The RMC is open to all, but we’re focused primarily on developers who are trying to increase the safety of their platforms, and are curious how AI models can help. These developers may be in a formal trust & safety role at a company, or may be an individual user running a self-hosted platform like a decentralized social network.

Developers who are focused on creating open safety models are part of this ecosystem, but deeply engaging in that is a separate field in AI/ML engineering and not our primary purpose.

What’s an “open safety model”?

There is no single definition of what makes a model “open.” Openness can apply to different parts of the stack—from datasets and weights to system-level safeguards and documentation—and in varying degrees. At ROOST, we believe that open source approaches can expand access to Trust & Safety tools and help create a safer internet. At the same time, the question of how open source licensing and norms apply to AI systems remains unsettled and continues to evolve.

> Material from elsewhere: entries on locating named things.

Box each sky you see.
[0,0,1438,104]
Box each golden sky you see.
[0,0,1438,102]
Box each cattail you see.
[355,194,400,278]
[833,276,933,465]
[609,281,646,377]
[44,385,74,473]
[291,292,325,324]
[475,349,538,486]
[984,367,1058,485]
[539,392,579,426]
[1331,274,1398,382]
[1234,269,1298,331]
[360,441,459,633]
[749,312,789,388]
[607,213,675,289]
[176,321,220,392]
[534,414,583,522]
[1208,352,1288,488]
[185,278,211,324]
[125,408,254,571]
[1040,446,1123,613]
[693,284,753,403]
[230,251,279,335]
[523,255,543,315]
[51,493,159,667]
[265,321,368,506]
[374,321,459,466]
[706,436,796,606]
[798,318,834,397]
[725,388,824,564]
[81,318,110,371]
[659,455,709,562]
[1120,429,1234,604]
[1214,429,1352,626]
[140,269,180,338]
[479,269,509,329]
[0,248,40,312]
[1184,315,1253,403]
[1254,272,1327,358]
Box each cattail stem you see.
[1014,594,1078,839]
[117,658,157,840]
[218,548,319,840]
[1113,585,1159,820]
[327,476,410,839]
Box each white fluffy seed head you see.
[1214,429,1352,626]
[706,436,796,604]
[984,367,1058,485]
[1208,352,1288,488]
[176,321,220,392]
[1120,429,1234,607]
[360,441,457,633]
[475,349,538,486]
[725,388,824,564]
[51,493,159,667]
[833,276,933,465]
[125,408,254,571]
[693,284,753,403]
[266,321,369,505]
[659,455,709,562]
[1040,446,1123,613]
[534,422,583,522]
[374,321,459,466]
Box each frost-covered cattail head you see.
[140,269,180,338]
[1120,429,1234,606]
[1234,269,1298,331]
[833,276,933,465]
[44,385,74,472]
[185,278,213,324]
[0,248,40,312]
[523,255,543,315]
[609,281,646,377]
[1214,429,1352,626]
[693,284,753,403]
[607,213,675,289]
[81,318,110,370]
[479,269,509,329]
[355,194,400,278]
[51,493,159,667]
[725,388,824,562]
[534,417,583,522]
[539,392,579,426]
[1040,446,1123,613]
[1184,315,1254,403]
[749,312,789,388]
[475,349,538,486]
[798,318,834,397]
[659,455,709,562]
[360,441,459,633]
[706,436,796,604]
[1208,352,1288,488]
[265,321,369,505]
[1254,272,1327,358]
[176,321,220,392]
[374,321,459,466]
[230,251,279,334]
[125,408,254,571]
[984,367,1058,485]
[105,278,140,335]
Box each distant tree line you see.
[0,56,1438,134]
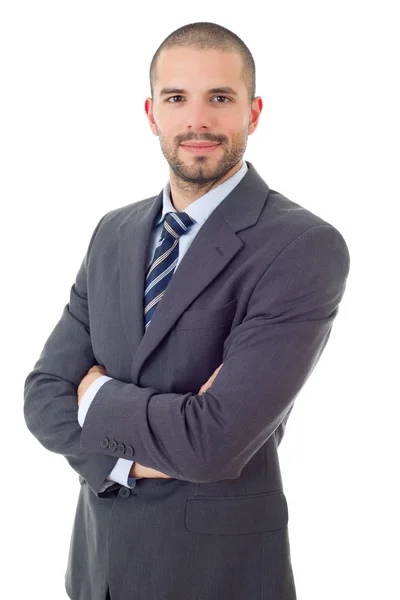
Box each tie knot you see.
[161,212,196,239]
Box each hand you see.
[77,365,106,406]
[129,462,172,479]
[129,363,224,479]
[199,363,224,396]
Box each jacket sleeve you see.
[23,215,117,496]
[81,224,350,483]
[78,375,138,492]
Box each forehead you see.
[155,47,245,93]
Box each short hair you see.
[150,21,256,105]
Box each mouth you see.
[181,142,221,154]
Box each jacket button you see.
[125,446,135,456]
[108,440,118,450]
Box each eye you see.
[167,95,230,104]
[214,96,230,104]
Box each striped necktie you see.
[144,212,196,330]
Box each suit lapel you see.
[119,161,269,382]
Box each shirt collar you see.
[156,160,248,226]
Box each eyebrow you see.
[160,86,239,96]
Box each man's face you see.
[145,48,262,185]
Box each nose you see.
[186,103,212,131]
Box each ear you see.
[144,98,158,136]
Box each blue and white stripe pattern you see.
[144,212,196,330]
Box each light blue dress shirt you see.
[78,160,248,492]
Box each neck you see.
[169,160,243,212]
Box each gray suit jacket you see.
[24,161,350,600]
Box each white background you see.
[0,0,400,600]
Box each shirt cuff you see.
[107,458,136,488]
[78,375,112,427]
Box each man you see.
[24,18,350,600]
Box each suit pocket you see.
[185,491,288,535]
[175,298,237,330]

For our purposes, we see “open safety models” as an AI model (including but not limited to both large language models and traditional classifiers) that:

  • Has no monetary cost to access (e.g. downloadable weights are freely available)
  • Deployment of is platform agnostic
  • Is finetuned specifically for the purposes of Trust & Safety

Additionally, we prefer models that do not have non-commercial licenses and licenses that do not place restrictions on how outputs are handled. This is because many use cases for these models happen in commercial environments and have reporting requirements (such as CSAM). These license restrictions are incompatible with the Trust & Safety users we aim to support.

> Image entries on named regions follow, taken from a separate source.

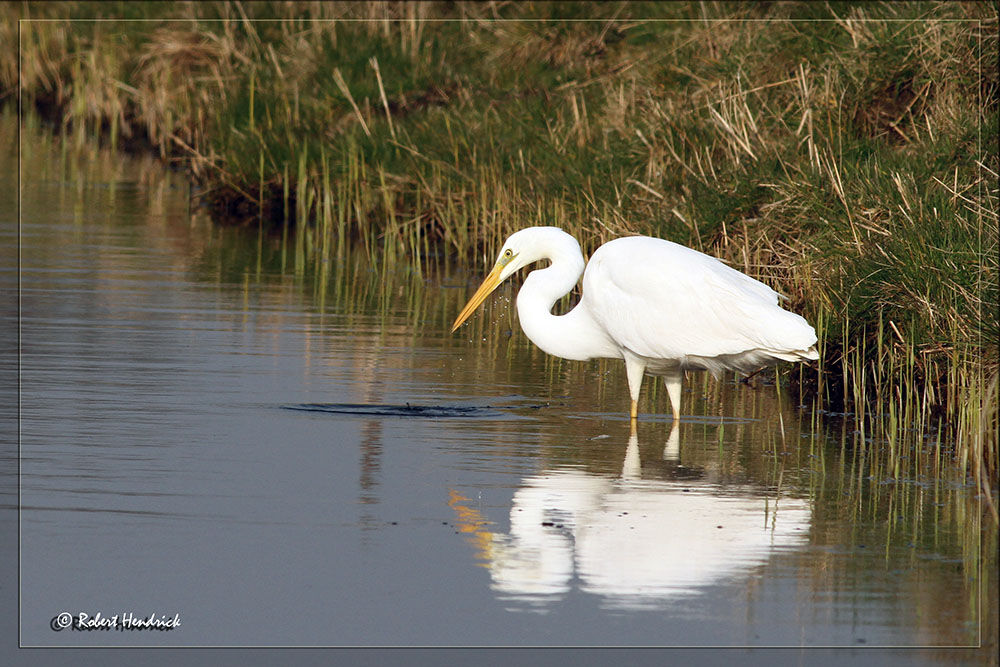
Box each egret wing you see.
[583,237,815,359]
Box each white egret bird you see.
[451,227,819,420]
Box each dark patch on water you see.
[281,403,545,419]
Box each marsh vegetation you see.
[0,2,1000,500]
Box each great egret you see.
[451,227,819,421]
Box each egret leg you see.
[663,369,684,422]
[625,352,646,419]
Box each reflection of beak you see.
[448,489,493,566]
[451,264,503,331]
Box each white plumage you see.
[452,227,819,419]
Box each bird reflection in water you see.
[449,425,812,609]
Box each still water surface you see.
[11,123,980,647]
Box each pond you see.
[11,118,995,662]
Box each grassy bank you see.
[0,2,1000,494]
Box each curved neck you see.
[517,252,621,360]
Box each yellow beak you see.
[451,263,504,331]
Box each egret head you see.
[451,230,535,331]
[451,227,583,331]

Although there are many open safety models, we hold a specific bar for RMC Partners. To formally become an RMC partner, a model must meet our eligibility criteria. We work closely with RMC partners to ensure that their models meet these criteria before adding them to the community. For any questions about these criteria, please feel free to reach out – we designed these criteria to meet the community’s needs and are open to feedback!

RMC Partners

RMC Partners receive a variety of benefits, including:

  • Promotion of their model (e.g., via demos during Office Hours, support on events)
  • Contributions to model onboarding resources (e.g., documentation, implementation tips, integrations with other ROOST tools as desired)
  • Support in surfacing product feedback

We seek to build a friendly, inclusive community for all model developers. Non-partner model creators are always encouraged to participate in RMC programming, even if they do not strictly meet the partner eligibility criteria.

To discuss becoming an RMC Partner, email hello@roost.tools.

Our approach to open model collaboration

The online safety field has long relied on machine learning to identify policy violations, but recent advances in safety-tuned AI models offer unprecedented capabilities for detecting and classifying harmful content based on customized rules. By making these powerful models openly accessible and integrating them into open source tooling, we aim to democratize AI-powered safety capabilities that were previously available only to well-resourced organizations.

Traditional open source development works well for software, but AI models present unique challenges; it requires sensitive training data, substantial computational resources, and has a fundamentally different development lifecycle than code.

Our community brings the open access and community spirit of open source software development to AI models, made possible by partnership with AI researchers and model creators. These partners commit to developing and openly releasing the weights of safety-finetuned models that are free to access, platform-agnostic in deployment, and have no commercial or output restrictions in their licenses. They also actively participate in the community, gathering feedback from practitioners and supporting their implementation journeys. In turn, ROOST cultivates a vibrant community-of-practice where safety teams share knowledge and strategies for successfully deploying these models in real-world scenarios.